I've hinted at this before but it's time for me to make it official. I'm ready to make singing and songwriting a hobby again. I've played and performed professionally since I was in high school. Yes, there have been long periods of time when I was working in other career paths, but music has been the mainstay. I'm going to be retiring from booking solo performances starting now, as of June 23, 2020.
I'm willing to play under these circumstances:
- Any special event at Avogadro's Number, City Star Brewing, or High Hops Brewery, if they make the call.
- Any opportunity to play with my music partner and pal, Todd Silas.
- An occasional gig with Paul Chet or Vi Wickam.
- Any memorial service for someone I knew personally if I can actually get through it.
- Gigs in events designated specifically for music listening if they make the call.
- Special events like The Last Waltz Revisited.
What I don't have the bandwidth to continue is booking myself, promoting shows, hauling gear, setting up gear, playing for two or three hours for people who aren't listening, tearing down gear, drinking coffee to make it home safely, staying up all night wired from the gig and the coffee, taking three or four days to recover. I need those days to be over now. Thanks for understanding.
I also want to let people know that in the coming weeks I'll be stepping down as music leader at Unity Church of Fort Collins. This hasn't been an easy decision because I consider this my home and my community, but I need to lower my stress level and really focus on my health and financial well-being. I'll be setting an official date soon based on finishing up a few important tasks there.
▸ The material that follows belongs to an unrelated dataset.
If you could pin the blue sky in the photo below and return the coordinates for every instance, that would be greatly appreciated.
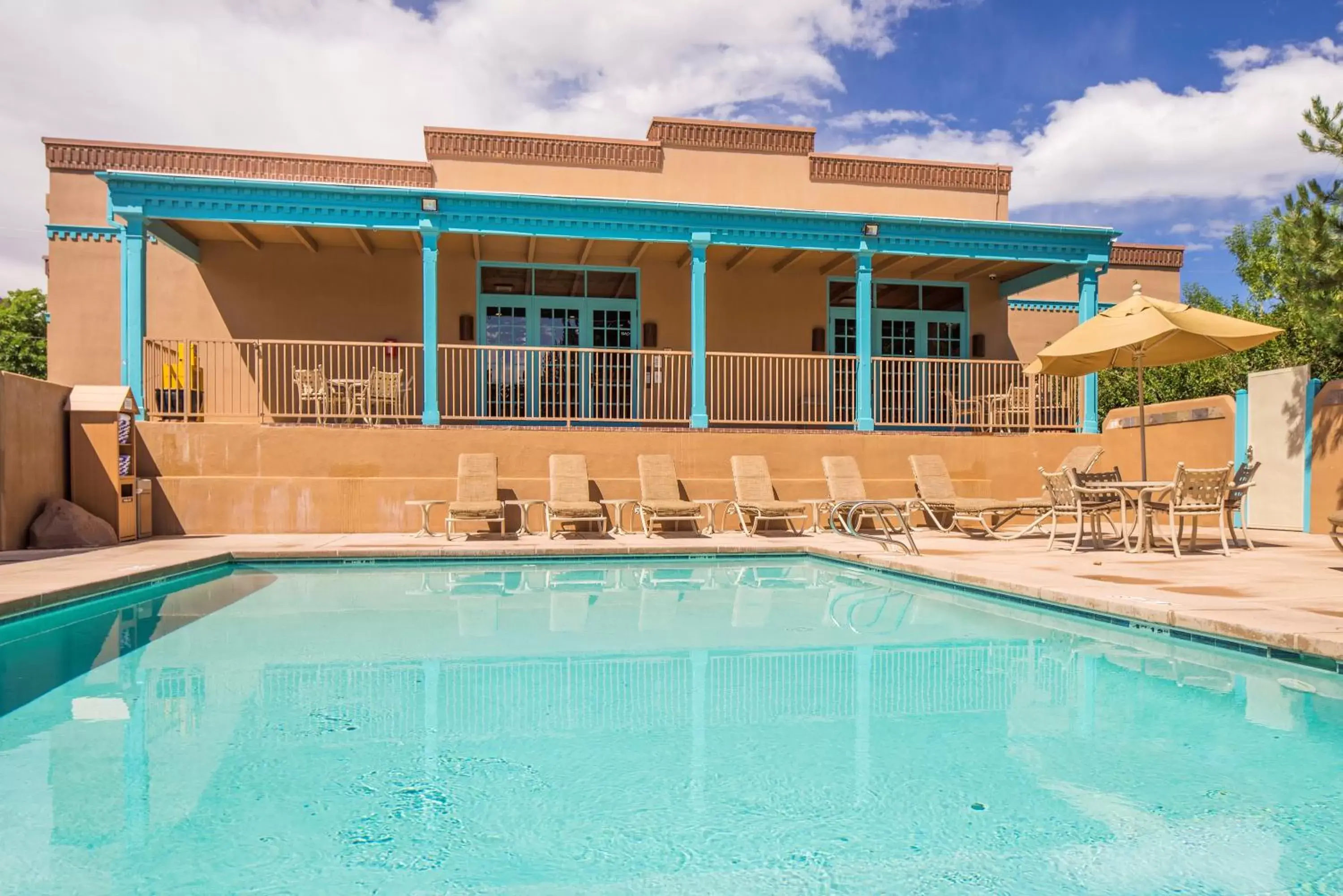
(1169, 120)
One thing that is the most difficult about this is that the joy I once felt performing and leading music is largely gone. I'm not sure why, but it is true. For most of my life I would pick up the guitar at least once a day and see where it would take me. Sometimes it was playing a favorite tune, sometimes it was writing a song, sometimes it was recording a demo of something. That hasn't been the case for me in a few years. I want to want to play again.
While I may sound depressed, that's not what's going on. In other areas of my life I'm fully and joyfully engaged. I love the work I've been doing helping people find their calling, their business sense and their path. That gets more rewarding every day. Working with LBDC and SBDC are also things I look forward to each time they come around. The new partnerships that are starting to form with other professionals are situations that I've wanted for years and have only started to cultivate recently. I'm also enjoying the extra time with my family these past few months of quarantining has enabled. My wife and kid are amazing people and I'm lucky to be able to have so much time with them.
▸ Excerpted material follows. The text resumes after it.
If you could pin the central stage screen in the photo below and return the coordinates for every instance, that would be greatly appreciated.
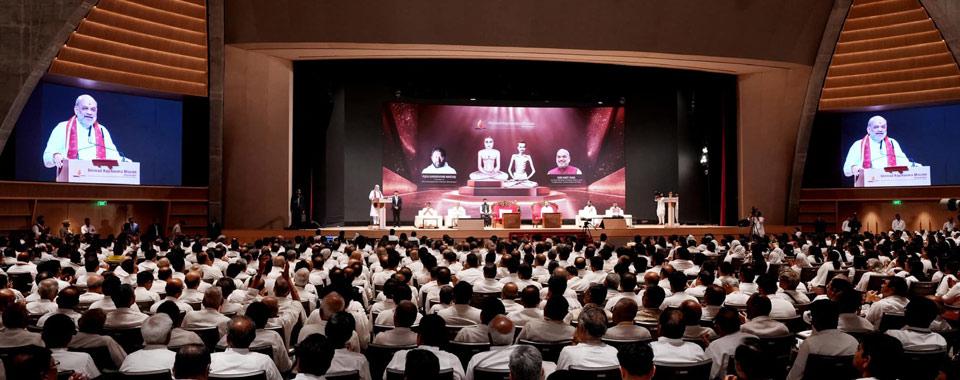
(530, 156)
The highlights of my frequently derailed music career are many - from the stages I've played and shared, to the people I've opened for, to the festivals where I would meet so many new friends and fans, to Nashville writers nights, to open mics, to The Kennedy Center, and almost every venue who hosted acoustic music in the places I've lived. I've been lucky to play with some incredible players - from high school bands and jazz bands, to college playing opportunities with people like Maynard Ferguson, Buddy Rich, Dizzy Gillespie, and hundreds of players you've never hear of but should have, to studios in Indiana and Nashville where I met some of the best musicians alive, to all the singer/songwriters who asked me to sit in or be their lead player. I can't say it's been a bad ride at all.
What I want to happen next is to get excited about recording again. I love the studio and I have a great set up. I have a ton of songs that I've written but never recorded. I need to have the bandwidth and desire to get that done. I also just want to sit in my room and regain some curiosity about music again. I want to open up some tunebooks and sight read for an hour or two.
One other thing...though I've had a long time of it, there have been people along the way who didn't think I could do it. I believed them for awhile, until I couldn't hold it back any longer. Some of these people have been "friends" who may have been trying to protect me from the pain of failure or rejection. You all weren't doing me any favors. Rejection and failure are a part of the deal. They're called life lessons. Still others didn't like the sound of my singing voice. I'm happy to have Bob Dylan, Johnny Cash, John Prine, John Hartford, Willie Nelson, Kris Kristofferson and so many other unique voices to be my guides.
What I'm most grateful for are the people who would show up to listen, who would keep the barstool warm until I was finished playing, who would buy a shot or a beer and have it brought up to me, who would call out their favorite requests, especially if it was for one of my songs. Your presence has made the whole thing worth it. You are the ones who close the circle for me and keep me from singing into a vacuum. You've received me so well and I am forever grateful.
That's all for now folks. I'll see you around.